这救命香是用特殊的东西,以特殊的手段制成的,是长山的保命神物。
一旦走到了绝境,就可以点燃这香,让这香指出出路。
整个长山现在就只剩下了这半支香。
几十年间,这支香一共被点燃过八次,救了长山数位祖师。
这次考虑到出行可能存在危险,鹤岩老道才厚着脸皮把剩下的半截香带出了长山,用作保命的底牌。
被困在这里之后,他没有太过惊慌,也是因为自己的压箱底的底牌还没用。
他原以为只要点燃这香,就能顺着青烟找到生路,再不济也能找到多活几天的办法,谁知道这青烟却是直接向上飘去。
这只有两个可能,要不这里是绝境,要不这里就是生路。
后者的可能性微乎其微。
这地方怎么可能是生路?
要是绝路的话……
他们就只有等死了。
鹤岩老道这时在心中难免有些心烦意乱。
来到南方的十万大山之后,他原只想看一看这里的情形,并不想被牵涉进这边的麻烦事情中。

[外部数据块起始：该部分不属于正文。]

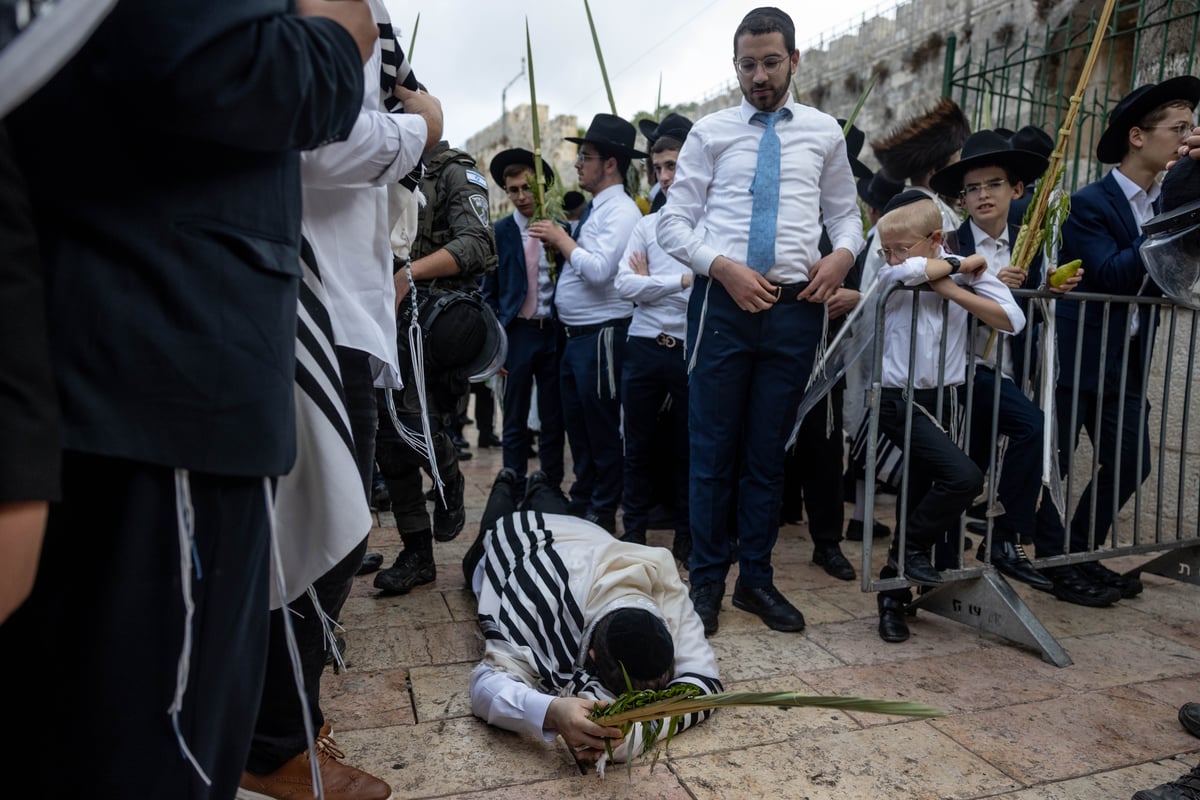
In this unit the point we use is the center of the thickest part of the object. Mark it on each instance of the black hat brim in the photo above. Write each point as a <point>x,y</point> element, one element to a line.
<point>1115,140</point>
<point>1026,166</point>
<point>649,130</point>
<point>609,146</point>
<point>505,158</point>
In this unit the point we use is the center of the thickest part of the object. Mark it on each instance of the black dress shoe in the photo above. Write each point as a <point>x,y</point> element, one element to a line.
<point>706,599</point>
<point>1128,585</point>
<point>893,625</point>
<point>371,563</point>
<point>1186,787</point>
<point>1189,717</point>
<point>489,440</point>
<point>917,566</point>
<point>855,530</point>
<point>771,607</point>
<point>834,563</point>
<point>1073,587</point>
<point>1011,559</point>
<point>411,569</point>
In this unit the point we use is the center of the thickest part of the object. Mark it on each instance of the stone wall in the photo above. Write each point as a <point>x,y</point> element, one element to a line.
<point>516,131</point>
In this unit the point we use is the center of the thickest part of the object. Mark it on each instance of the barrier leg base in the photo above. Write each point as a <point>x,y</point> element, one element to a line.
<point>1179,565</point>
<point>988,603</point>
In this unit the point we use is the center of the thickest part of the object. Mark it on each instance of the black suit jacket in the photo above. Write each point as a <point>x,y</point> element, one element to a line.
<point>1103,233</point>
<point>1032,281</point>
<point>504,288</point>
<point>165,180</point>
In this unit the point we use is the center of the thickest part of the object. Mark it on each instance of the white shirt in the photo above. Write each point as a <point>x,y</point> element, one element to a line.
<point>586,293</point>
<point>999,254</point>
<point>711,202</point>
<point>545,287</point>
<point>898,325</point>
<point>1141,203</point>
<point>573,575</point>
<point>346,222</point>
<point>661,301</point>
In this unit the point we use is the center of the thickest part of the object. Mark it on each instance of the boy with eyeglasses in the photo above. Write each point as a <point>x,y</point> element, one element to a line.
<point>753,186</point>
<point>521,290</point>
<point>988,178</point>
<point>1144,132</point>
<point>942,480</point>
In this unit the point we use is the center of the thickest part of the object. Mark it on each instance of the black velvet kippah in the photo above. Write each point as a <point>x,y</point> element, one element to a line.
<point>641,642</point>
<point>904,198</point>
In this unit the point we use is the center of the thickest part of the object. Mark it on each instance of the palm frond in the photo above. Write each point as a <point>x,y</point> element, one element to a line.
<point>676,707</point>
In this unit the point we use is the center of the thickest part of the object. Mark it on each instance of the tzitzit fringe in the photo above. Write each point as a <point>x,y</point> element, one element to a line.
<point>185,523</point>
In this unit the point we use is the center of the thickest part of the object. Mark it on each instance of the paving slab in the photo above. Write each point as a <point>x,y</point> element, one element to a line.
<point>1017,728</point>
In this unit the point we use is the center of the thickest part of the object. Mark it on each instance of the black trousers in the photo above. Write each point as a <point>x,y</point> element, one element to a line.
<point>942,479</point>
<point>90,660</point>
<point>279,732</point>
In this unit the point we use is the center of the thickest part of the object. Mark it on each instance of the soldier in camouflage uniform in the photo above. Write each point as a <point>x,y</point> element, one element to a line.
<point>453,250</point>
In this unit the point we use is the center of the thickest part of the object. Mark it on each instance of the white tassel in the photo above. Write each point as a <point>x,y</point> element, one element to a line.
<point>185,524</point>
<point>420,441</point>
<point>700,328</point>
<point>289,636</point>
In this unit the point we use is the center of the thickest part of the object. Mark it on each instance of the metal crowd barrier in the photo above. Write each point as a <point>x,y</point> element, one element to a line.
<point>1162,516</point>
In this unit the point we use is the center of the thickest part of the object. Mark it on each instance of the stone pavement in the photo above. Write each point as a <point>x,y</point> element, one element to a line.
<point>1017,728</point>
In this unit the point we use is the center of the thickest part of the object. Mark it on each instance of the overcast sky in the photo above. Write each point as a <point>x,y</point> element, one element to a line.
<point>468,50</point>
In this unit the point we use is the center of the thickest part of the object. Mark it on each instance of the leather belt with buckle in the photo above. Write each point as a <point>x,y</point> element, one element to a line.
<point>790,292</point>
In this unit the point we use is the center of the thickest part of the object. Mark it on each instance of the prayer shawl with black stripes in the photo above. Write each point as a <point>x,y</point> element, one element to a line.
<point>403,198</point>
<point>321,506</point>
<point>549,579</point>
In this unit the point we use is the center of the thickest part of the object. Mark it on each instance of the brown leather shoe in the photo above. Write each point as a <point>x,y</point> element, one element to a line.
<point>293,781</point>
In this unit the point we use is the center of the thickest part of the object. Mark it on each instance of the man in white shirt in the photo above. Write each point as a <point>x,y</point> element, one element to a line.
<point>942,480</point>
<point>1145,132</point>
<point>757,305</point>
<point>595,318</point>
<point>655,374</point>
<point>346,222</point>
<point>567,611</point>
<point>989,176</point>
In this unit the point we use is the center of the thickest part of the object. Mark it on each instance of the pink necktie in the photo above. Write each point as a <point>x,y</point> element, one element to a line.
<point>533,254</point>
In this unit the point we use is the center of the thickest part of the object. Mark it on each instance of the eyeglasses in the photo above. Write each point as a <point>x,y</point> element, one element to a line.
<point>901,253</point>
<point>972,190</point>
<point>771,65</point>
<point>1180,130</point>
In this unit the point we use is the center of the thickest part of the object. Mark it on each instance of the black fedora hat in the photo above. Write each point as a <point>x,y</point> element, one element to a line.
<point>573,200</point>
<point>611,133</point>
<point>987,149</point>
<point>1133,107</point>
<point>1033,139</point>
<point>672,125</point>
<point>504,158</point>
<point>855,142</point>
<point>877,190</point>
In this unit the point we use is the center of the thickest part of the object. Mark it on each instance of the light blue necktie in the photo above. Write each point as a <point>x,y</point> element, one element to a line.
<point>765,187</point>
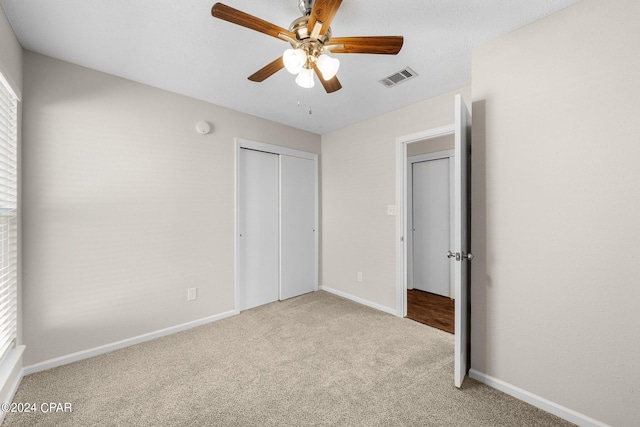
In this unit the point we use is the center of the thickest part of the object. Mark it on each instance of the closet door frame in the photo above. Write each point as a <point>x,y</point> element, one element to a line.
<point>275,149</point>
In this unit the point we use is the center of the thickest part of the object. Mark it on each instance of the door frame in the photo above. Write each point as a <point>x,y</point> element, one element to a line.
<point>274,149</point>
<point>402,207</point>
<point>438,155</point>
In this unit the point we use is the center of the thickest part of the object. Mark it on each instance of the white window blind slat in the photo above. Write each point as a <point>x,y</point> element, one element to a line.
<point>8,217</point>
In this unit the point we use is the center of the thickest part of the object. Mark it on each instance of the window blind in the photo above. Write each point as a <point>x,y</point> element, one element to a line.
<point>8,216</point>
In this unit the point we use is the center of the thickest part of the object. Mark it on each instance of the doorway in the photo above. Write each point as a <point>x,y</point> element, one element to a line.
<point>430,290</point>
<point>459,254</point>
<point>276,223</point>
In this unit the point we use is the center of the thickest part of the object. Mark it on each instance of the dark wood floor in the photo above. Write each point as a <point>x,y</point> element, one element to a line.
<point>431,309</point>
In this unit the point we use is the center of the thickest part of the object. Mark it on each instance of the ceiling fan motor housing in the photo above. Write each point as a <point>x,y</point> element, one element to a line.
<point>305,6</point>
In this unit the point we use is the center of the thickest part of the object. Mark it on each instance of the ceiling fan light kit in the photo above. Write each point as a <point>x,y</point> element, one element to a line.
<point>310,40</point>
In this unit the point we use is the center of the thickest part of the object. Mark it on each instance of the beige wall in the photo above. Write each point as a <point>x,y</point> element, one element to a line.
<point>125,206</point>
<point>358,182</point>
<point>555,205</point>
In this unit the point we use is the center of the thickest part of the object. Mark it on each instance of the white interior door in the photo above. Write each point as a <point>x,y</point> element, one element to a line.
<point>461,254</point>
<point>258,224</point>
<point>431,220</point>
<point>297,225</point>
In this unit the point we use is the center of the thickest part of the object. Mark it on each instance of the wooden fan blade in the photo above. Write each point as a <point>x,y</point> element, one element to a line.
<point>323,11</point>
<point>331,85</point>
<point>238,17</point>
<point>268,70</point>
<point>384,45</point>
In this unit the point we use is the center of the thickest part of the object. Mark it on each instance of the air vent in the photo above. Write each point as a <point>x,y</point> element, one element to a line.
<point>399,77</point>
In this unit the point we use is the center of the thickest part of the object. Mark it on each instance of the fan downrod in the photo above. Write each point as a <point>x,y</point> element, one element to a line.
<point>305,7</point>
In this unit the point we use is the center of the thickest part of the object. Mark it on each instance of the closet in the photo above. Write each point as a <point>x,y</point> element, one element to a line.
<point>276,223</point>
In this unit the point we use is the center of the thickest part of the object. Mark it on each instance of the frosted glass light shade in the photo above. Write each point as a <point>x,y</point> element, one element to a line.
<point>305,78</point>
<point>294,59</point>
<point>328,66</point>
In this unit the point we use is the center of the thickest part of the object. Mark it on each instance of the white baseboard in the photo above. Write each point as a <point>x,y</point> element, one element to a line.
<point>537,401</point>
<point>359,300</point>
<point>85,354</point>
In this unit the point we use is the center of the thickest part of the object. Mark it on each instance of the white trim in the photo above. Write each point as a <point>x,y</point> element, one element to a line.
<point>96,351</point>
<point>428,134</point>
<point>11,365</point>
<point>537,401</point>
<point>445,154</point>
<point>13,88</point>
<point>274,149</point>
<point>358,300</point>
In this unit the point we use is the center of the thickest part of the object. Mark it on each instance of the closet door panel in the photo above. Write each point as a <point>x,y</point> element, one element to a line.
<point>297,223</point>
<point>258,228</point>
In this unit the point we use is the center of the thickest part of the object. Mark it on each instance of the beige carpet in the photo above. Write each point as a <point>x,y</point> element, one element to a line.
<point>313,360</point>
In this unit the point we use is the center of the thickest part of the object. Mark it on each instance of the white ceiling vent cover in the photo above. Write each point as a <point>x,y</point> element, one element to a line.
<point>399,77</point>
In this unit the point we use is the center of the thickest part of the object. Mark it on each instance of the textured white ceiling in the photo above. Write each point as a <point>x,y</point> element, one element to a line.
<point>180,47</point>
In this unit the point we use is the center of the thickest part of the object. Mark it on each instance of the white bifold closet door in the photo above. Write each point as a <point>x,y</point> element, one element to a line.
<point>277,254</point>
<point>259,228</point>
<point>297,221</point>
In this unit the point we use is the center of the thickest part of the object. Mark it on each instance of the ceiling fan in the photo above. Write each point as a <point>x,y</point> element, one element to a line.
<point>311,40</point>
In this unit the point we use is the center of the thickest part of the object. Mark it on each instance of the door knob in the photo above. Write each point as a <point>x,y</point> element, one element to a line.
<point>460,256</point>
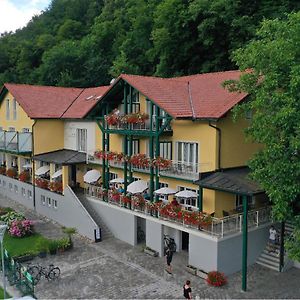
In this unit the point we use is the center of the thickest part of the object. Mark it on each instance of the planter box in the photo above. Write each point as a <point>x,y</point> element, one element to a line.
<point>202,274</point>
<point>191,269</point>
<point>151,252</point>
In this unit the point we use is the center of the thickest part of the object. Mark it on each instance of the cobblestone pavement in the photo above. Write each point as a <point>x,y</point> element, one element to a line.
<point>112,269</point>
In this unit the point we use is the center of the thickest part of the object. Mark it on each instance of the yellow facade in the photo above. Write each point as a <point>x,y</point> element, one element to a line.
<point>21,121</point>
<point>48,136</point>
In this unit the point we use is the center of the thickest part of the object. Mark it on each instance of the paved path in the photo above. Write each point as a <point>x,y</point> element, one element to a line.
<point>115,270</point>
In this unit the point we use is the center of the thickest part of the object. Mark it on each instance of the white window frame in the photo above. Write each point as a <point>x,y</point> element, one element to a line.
<point>81,139</point>
<point>189,158</point>
<point>14,109</point>
<point>7,109</point>
<point>189,204</point>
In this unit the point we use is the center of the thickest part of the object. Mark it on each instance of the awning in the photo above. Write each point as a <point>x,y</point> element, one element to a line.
<point>136,187</point>
<point>231,180</point>
<point>42,170</point>
<point>27,166</point>
<point>165,191</point>
<point>117,180</point>
<point>186,194</point>
<point>62,157</point>
<point>57,174</point>
<point>91,176</point>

十万大山因环境特殊,一直都是各种妖魔鬼怪和毒虫的横生之地。
多年的乱世,让十万大山变得更为可怕,某些地方已经演变成了邪祟生存的领域,活人难以踏足。
正道人世也只能在大山的边缘进行清理,以防里面的恐怖存在出来祸害世人。
知道内情的人自然明白,十万大山的变故不在于大山的可怕,而在于多年的杀戮,导致的天下戾气大增,以至于魔长道消的恐怖局面。
鹤岩老道之所以要南下,前来十万大山,就是听说这里的局势非常紧迫,前来查看情况。
在明知道这里危机重重的情况下,鹤岩老道已经足够小心,每次出门必然要进行一次占卜,谁知道还是陷入到了如此险境之中。
这让鹤岩老道十分的沮丧。
连救命香也没用,就可知这里的危险程度。
那个抱着男人的女人虽然不知道那救命香是什么,但是一看鹤岩老道师徒的模样,又听到了“绝路”,心中也有了不好的预感。
“鹤岩道长,我师兄还有……还有救吗?”她脸色苍白地问道。
鹤岩老道哭丧着脸道:“现在不是你师兄有没有救的问题,而是我们有没有救的问题。”
“你听听周边的动静。你师兄现在这样,说不定还是一件好事,至少是毫无痛苦地没了,我们的话……你也看过那些村民的经历了,等下不被分尸,撕成七八块就已经算是幸运的了。”
“更痛苦的是,就算我们死了,我们也得不到解脱,而是和那些村民的魂魄一样,被囚禁在这里,在日复一日的重复中,不间断地享受自己受害的那一刻的痛苦。”
女人越听越是惊慌。
鹤岩老道的弟子咽了口唾沫:“师父,你是说,我们被害的这一天,也会……也会一直重复?我们会一直活在这一日的恐惧里面?”
鹤岩老道叹了口气:“我们被害的这一天应该会插入那些村民被害的那一天,和那些村民一起被害。”
“也不用太担心,我们和那些村民一样,应该都没有记忆,每次被害都是‘第一次’。”
他的弟子更加害怕:“这不更可怕吗?每次被害都不自知,拼命地寻找不存在的生路,搞不好那些所谓的生路我们已经探索了无数次。”
他打了个哆嗦:“不如你直接杀了我吧师父,至少能够让我……”
惨叫声相继从外面传来。
发生死人的地方正在逐渐接近鹤岩老道等人所在的庭院。
鹤岩老道的弟子被吓得躲到了鹤岩老道的身后。
那个女人也被吓得面无人色。
之前他们已经经历过了几次这种诡异的情况,靠着鹤岩老道的掐算一直藏到了现在。
但是鹤岩老道也说过,他们躲不了太久,最终肯定会被找到。
现在就是被找到的时候?
那女人看向了鹤岩老道。
站在鹤岩老道身后的童子拉了拉鹤岩老道的衣角,催促道:“快想办法啊师父,我不想死在这里啊!”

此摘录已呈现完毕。